Storage replication still failing

Discussion in 'Proxmox VE: Installation and configuration' started by sadai, Sep 6, 2018.

  1. sadai

    sadai New Member
    Proxmox Subscriber

    Joined:
    Aug 17, 2018
    Messages:
    13
    Likes Received:
    0
    I am running a 3 node cluster with local storage (zfs) and latest version of pve:

    proxmox-ve: 5.2-2 (running kernel: 4.15.18-2-pve)
    pve-manager: 5.2-7 (running version: 5.2-7/8d88e66a)
    pve-kernel-4.15: 5.2-5
    pve-kernel-4.15.18-2-pve: 4.15.18-20
    pve-kernel-4.15.18-1-pve: 4.15.18-19
    corosync: 2.4.2-pve5
    criu: 2.11.1-1~bpo90
    glusterfs-client: 3.8.8-1
    ksm-control-daemon: 1.2-2
    libjs-extjs: 6.0.1-2
    libpve-access-control: 5.0-8
    libpve-apiclient-perl: 2.0-5
    libpve-common-perl: 5.0-38
    libpve-guest-common-perl: 2.0-17
    libpve-http-server-perl: 2.0-10
    libpve-storage-perl: 5.0-24
    libqb0: 1.0.1-1
    lvm2: 2.02.168-pve6
    lxc-pve: 3.0.2+pve1-1
    lxcfs: 3.0.0-1
    novnc-pve: 1.0.0-2
    proxmox-widget-toolkit: 1.0-19
    pve-cluster: 5.0-29
    pve-container: 2.0-25
    pve-docs: 5.2-8
    pve-firewall: 3.0-13
    pve-firmware: 2.0-5
    pve-ha-manager: 2.0-5
    pve-i18n: 1.0-6
    pve-libspice-server1: 0.12.8-3
    pve-qemu-kvm: 2.11.2-1
    pve-xtermjs: 1.0-5
    pve-zsync: 1.6-16
    qemu-server: 5.0-32
    smartmontools: 6.5+svn4324-1
    spiceterm: 3.0-5
    vncterm: 1.5-3
    zfsutils-linux: 0.7.9-pve1~bpo9


    Despite a fix for storage replication [1] I still experience the same issue that replication jobs are sporadically failing:

    [1] https://forum.proxmox.com/threads/storage-replication-constantly-failing.43347/#post-221446

    From /var/log/syslog
    Replication job log
    The next try actually always succeeds.
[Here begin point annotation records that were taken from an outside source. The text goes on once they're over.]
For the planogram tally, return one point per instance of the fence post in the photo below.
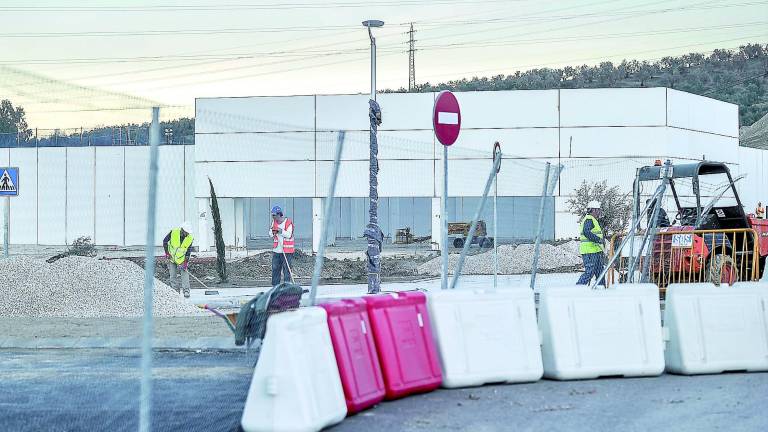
(548, 189)
(326, 221)
(473, 227)
(145, 403)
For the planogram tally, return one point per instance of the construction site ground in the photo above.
(87, 389)
(344, 263)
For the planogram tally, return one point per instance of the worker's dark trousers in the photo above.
(279, 265)
(593, 266)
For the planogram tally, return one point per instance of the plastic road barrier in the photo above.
(486, 336)
(407, 352)
(609, 332)
(716, 329)
(296, 385)
(356, 354)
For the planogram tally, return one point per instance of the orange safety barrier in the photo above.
(682, 255)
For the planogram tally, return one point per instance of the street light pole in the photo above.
(372, 230)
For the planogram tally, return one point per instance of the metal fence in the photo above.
(79, 137)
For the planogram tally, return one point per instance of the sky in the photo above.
(85, 63)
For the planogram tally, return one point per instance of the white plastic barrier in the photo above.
(486, 336)
(716, 329)
(296, 385)
(604, 332)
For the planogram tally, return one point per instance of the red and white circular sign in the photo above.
(446, 118)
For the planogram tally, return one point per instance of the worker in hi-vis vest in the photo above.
(178, 247)
(283, 246)
(591, 245)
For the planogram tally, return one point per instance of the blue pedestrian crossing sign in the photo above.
(9, 181)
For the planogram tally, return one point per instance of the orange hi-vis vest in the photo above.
(288, 243)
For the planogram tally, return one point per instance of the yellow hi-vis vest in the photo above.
(178, 249)
(586, 246)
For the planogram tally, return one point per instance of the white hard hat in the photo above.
(187, 227)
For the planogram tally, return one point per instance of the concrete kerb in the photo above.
(172, 343)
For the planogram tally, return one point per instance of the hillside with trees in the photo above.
(735, 76)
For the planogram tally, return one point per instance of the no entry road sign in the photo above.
(446, 118)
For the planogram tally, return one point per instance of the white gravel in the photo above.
(512, 260)
(82, 287)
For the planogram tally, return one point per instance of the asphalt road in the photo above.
(94, 390)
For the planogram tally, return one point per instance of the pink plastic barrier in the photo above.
(407, 352)
(355, 353)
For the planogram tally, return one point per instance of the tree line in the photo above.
(737, 76)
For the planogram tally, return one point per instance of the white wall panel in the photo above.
(616, 171)
(190, 211)
(392, 145)
(256, 179)
(136, 189)
(529, 142)
(23, 222)
(566, 223)
(396, 178)
(170, 191)
(699, 145)
(80, 181)
(613, 141)
(399, 111)
(613, 107)
(467, 178)
(752, 163)
(508, 109)
(52, 195)
(109, 195)
(255, 114)
(689, 111)
(255, 146)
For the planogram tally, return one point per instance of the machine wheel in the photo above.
(722, 270)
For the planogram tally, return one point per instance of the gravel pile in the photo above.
(82, 287)
(512, 260)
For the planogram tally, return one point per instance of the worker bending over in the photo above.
(592, 244)
(178, 247)
(283, 246)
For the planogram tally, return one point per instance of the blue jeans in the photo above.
(280, 264)
(593, 266)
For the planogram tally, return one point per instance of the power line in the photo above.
(411, 60)
(549, 17)
(240, 7)
(180, 32)
(602, 57)
(510, 42)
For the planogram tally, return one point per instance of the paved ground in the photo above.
(86, 390)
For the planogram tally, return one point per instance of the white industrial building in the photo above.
(262, 151)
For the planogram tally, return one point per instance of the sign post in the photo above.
(446, 120)
(9, 186)
(496, 151)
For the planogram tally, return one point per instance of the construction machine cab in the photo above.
(722, 208)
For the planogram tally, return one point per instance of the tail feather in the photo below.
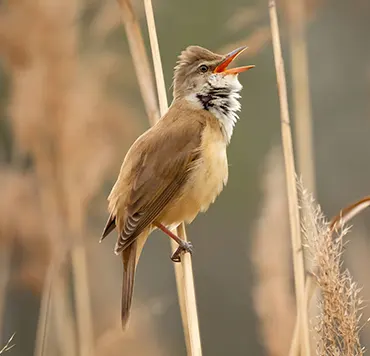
(129, 268)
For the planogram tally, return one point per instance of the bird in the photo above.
(179, 166)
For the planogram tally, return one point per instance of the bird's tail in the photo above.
(130, 258)
(129, 269)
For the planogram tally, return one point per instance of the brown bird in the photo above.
(178, 167)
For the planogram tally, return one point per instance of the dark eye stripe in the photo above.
(203, 68)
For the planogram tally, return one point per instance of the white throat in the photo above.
(220, 96)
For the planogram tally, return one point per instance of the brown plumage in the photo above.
(178, 167)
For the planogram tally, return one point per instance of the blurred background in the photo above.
(70, 107)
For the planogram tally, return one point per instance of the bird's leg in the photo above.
(184, 246)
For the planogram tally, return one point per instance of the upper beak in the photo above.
(222, 67)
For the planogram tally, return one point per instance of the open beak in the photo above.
(222, 67)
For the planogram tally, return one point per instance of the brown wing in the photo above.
(160, 173)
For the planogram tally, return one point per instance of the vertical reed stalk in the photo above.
(82, 298)
(297, 248)
(302, 109)
(144, 76)
(5, 252)
(301, 94)
(140, 59)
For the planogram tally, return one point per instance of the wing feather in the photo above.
(159, 177)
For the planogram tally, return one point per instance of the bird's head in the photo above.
(198, 70)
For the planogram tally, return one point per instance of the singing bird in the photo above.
(178, 167)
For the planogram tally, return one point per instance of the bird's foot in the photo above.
(185, 246)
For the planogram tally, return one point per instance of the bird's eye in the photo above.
(203, 68)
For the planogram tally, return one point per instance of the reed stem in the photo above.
(294, 219)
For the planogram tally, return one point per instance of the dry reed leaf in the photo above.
(272, 296)
(358, 260)
(255, 41)
(340, 305)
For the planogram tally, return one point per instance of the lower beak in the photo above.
(222, 67)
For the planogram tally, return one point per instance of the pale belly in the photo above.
(202, 188)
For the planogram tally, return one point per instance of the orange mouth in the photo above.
(222, 67)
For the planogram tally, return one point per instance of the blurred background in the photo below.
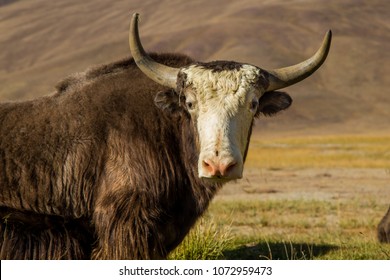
(41, 42)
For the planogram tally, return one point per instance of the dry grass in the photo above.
(284, 225)
(324, 151)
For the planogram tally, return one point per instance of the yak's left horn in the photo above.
(159, 73)
(284, 77)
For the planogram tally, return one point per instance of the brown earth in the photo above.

    Please let me know if you need more information that I can provide.
     
    #1 sadai, Sep 6, 2018
    Last edited: Sep 6, 2018
  2. wolfgang

    wolfgang Proxmox Staff Member
    Staff Member

    Joined:
    Oct 1, 2014
    Messages:
    4,763
    Likes Received:
    316
    Hi,
    Are all nodes on the latest PVE version and also rebooted so they use the same kernel?
     
    Stop hovering to collapse... Click to collapse... Hover to expand... Click to expand...
  3. sadai

    sadai New Member
    Proxmox Subscriber

    Joined:
    Aug 17, 2018
    Messages:
    13
    Likes Received:
    0
    Yes all nodes are identical in software and run the same kernel (from pve enterprise repository)
     
  4. wolfgang

    wolfgang Proxmox Staff Member
    Staff Member

    Joined:
    Oct 1, 2014
    Messages:
    4,763
    Likes Received:
    316
    Maybe a network error

    Sep 6 11:11:02 pve1 pvesr[3987]: cannot receive incremental stream: checksum mismatch or incomplete stream


    there must a problem at the sending process.
     
    Stop hovering to collapse... Click to collapse... Hover to expand... Click to expand...
  5. sadai

    sadai New Member
    Proxmox Subscriber

    Joined:
    Aug 17, 2018
    Messages:
    13
    Likes Received:
    0
    I have 2 pools, first mirror of 2 SSDs, second mirror of 2 HDDs.
    I see when replication fails it is always the first VM disk which is on the SSD pool, could it be related to that?

    Both pools are configured with thin provision and disks have discard on, I have now moved all VM disks to the HDD pool to see if it only happens with SSDs.
     
    #5 sadai, Sep 7, 2018
    Last edited: Sep 7, 2018
  6. sadai

    sadai New Member
    Proxmox Subscriber

    Joined:
    Aug 17, 2018
    Messages:
    13
    Likes Received:
    0
    After letting the replication run only on the HDD pool for a while I am very sure the SSD pool is causing the problem.
    I checked the parameters of both pools and compared them but no idea what the cause is.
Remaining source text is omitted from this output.